Perhaps crucially it was also cheaper than other beers, and so within a few decades the Porter breweries of London had expanded on a vast scale.
The term Stout was originally used in the 18th Century as an adjective for describing all styles of strong beer, however quickly became synonymous with stronger darker beers and over time Stout Porter (used by Guinness in Ireland in 1820) became referred to simply as Stout.
There are a number of variations of stout including; Milk Stout (made with non-fermentable lactose for a sweeter flavour; Oatmeal Stout (brewed with oatmeal for a higher protein and lipid content); Dry or Irish Stout (brewed without lactose or oatmeal); Chocolate Stout (using dark, more aromatic malts and sometimes cocoa to achieve their flavour) and Oyster Stout (brewed with or without actual oysters).
Porter is now generally considered to refer to a dark beer flavoured with roasted, malted barley.

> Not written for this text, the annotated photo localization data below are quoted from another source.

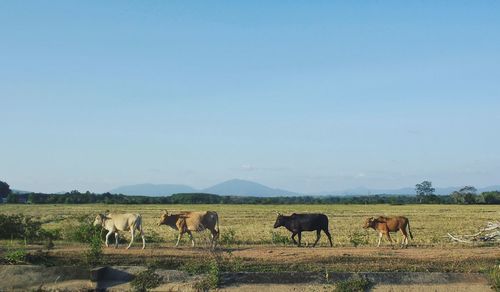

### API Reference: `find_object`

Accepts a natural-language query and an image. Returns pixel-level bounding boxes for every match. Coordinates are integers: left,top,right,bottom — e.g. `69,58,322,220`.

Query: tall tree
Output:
415,181,436,203
0,180,11,197
451,186,477,204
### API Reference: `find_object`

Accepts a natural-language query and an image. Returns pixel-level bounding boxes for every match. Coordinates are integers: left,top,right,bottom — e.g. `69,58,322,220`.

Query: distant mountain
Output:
202,179,297,197
108,183,196,196
108,180,500,197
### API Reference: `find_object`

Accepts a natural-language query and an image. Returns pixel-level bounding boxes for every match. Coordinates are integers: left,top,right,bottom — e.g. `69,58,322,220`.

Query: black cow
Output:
273,213,333,247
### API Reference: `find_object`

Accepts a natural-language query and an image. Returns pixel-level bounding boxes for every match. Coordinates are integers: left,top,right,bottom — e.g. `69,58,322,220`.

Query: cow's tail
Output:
136,214,144,234
407,220,413,240
215,212,220,236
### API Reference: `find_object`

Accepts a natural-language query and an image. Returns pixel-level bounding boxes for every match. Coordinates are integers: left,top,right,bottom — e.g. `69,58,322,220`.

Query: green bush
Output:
193,258,220,291
219,228,237,245
4,248,27,264
85,231,103,266
489,266,500,292
349,231,369,247
271,231,291,245
144,230,164,243
0,214,49,242
334,275,372,292
64,219,102,243
131,267,161,292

Imperial Stout (also known as Russian Imperial Stout or Imperial Russian Stout), was an extra strong Stout (usually 9% or over) in a style that was brewed by Thrale’s brewery in London for export to the court of Catherine II of Russia.
In much the same way as the term Stout was used as an adjective for describing strong beer in the 18th century, so the term Imperial is used today, and craft brewers are imperialising a wide range of styles with creative use of ingredients and state of the art brewing technology.
The result is a new breed of exquisite high-alcohol beers designed to be savoured rather quaffed, beers that push boundaries and represent the pinnacle of the craft brewing movement.